| Console | Game Boy / Game Boy Color (GB/GBC) |
| Publisher | Nintendo |
| Developer | Nintendo R&D1 |
| Genre | Puzzle |
| Region | World |
| Size | 128 KB |
Overview
Dr Mario is a falling block puzzle game made by Nintendo and released for the Game Boy in 1990, with later compatibility on the Game Boy Color. The game casts Mario in a new role as a doctor who tosses colored vitamin capsules into a bottle filled with red, yellow, and blue viruses. Players rotate and place each two-tone capsule to line up four matching colors in a row or column, which clears the matched section and any viruses caught in the chain.
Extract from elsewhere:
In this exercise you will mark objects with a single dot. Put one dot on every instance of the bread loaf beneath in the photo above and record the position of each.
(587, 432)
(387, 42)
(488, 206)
The portable version keeps the same core idea as the NES original but trims the visuals to fit the handheld screen, giving each capsule a clear shape that reads well on the small display. Quick reflexes matter as much as planning, since the capsule drop speed climbs the longer a stage runs. Clearing every virus in the bottle ends the level, and missing a placement that stacks capsules to the top of the playfield ends the round in defeat for the player.
The single player mode offers three speed settings called Low, Medium, and High, plus a virus level dial that scales how many germs start in the bottle. Two players can link two Game Boy units with a cable and play a head to head match, where clearing pairs of viruses sends junk pieces into the opponent’s bottle. Chiptune fans often praise the two main songs, Fever and Chill, which play during gameplay and have become widely recognized Nintendo tracks. The Game Boy version supports the Super Game Boy adapter, which adds a colored border and full color play on a Super Nintendo. Short rounds, simple rules, and steep difficulty curves keep the game replayable for years after the first session. Dr Mario stands as one of the strongest puzzle titles on the handheld, sitting alongside Tetris as a defining example of the genre for the platform and offering hours of brisk, focused play for solo and competitive sessions across casual and skilled audiences.